Искусство Кабуки имеет почти четырехвековые традиции. Все роли в этом театре исполняют мужчины. Актер, исполняющий женские роли, должен уметь танцевать, играть на сямисэне, японской лире, знать икебана, чайную церемонию, японское изобразительное искусство и т. д.

Родившийся в XVII веке театр Кабуки полон традиционности, символики, в нем говорится о многих, ныне давно устаревших вещах, язык актеров труден и не всегда понятен даже японцам, иногда актеры импровизируют текст.

Кабуки — лишь одна из трех форм японского традиционного театра. Вторая — это придворные танцы и музыка VIII века. Третью представляет театр Но, в какой-то степени предшественник Кабуки, возникший в XV веке.

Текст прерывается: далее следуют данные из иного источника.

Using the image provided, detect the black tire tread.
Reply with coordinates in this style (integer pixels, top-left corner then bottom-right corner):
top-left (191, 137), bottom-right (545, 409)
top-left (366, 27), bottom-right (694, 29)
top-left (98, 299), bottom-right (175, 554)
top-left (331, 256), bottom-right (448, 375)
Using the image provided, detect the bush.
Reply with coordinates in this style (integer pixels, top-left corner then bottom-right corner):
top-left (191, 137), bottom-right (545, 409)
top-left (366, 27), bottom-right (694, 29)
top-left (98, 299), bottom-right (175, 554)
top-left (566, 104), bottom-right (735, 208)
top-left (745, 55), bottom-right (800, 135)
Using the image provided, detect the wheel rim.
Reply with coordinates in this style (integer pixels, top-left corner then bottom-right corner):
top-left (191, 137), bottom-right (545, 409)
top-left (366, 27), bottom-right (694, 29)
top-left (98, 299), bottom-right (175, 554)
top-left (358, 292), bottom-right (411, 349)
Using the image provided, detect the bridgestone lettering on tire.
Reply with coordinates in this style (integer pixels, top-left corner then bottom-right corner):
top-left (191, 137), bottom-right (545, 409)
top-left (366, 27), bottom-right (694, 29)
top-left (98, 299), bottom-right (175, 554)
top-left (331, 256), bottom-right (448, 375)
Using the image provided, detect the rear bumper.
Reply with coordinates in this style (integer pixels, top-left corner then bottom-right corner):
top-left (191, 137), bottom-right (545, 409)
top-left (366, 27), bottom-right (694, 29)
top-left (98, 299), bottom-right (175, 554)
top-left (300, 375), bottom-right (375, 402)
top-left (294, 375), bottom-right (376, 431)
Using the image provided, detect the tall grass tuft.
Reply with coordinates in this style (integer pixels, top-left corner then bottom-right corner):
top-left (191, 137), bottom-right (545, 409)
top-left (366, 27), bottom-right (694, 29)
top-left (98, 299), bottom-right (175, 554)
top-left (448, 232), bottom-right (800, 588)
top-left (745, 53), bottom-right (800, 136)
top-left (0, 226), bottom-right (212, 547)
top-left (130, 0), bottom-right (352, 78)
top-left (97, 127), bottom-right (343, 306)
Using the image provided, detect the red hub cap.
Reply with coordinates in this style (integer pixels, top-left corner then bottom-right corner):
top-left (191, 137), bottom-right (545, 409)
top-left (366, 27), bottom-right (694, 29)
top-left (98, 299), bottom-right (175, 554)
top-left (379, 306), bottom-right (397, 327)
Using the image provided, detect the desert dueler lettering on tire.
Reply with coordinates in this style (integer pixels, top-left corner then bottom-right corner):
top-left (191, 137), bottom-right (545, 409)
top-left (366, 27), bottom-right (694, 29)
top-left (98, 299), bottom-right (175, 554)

Есть в Токио и другие театры, концертные залы, есть и очень хорошие эстрадные коллективы. Некоторые из них приезжали в Советский Союз и полюбились нашим зрителям. Есть в Токио и танцевальные залы. Есть специальные конторы, где можно нанять гейш. Их нанимают для больших приемов и для маленьких вечеринок. На Западе, к сожалению, распространено мнение, что гейши — это женщины легкого поведения. Но это далеко не так. Гейши — девушки, обязанность которых скрашивать досуг мужчин, а отнюдь не удовлетворять их низменные желания. Слово «гейша» в переводе означает «искусство» (гей) и «человек» (ша). Гейши постигают свое искусство годами, они учатся танцевать, петь, играть на различных музыкальных инструментах, изучают языки, чайную церемонию, хорошие манеры. Они должны знать историю цивилизации, литературу, искусство.

В свое время обязанности гейши заключались в том, чтобы развлекать компанию мужчин (воинов, чиновников, торговцев), собиравшихся поговорить о делах. Многие гейши были детьми бедных крестьян. Родители вынуждены были продавать их в город, где с детских лет гейш учили их трудному и сложному искусству.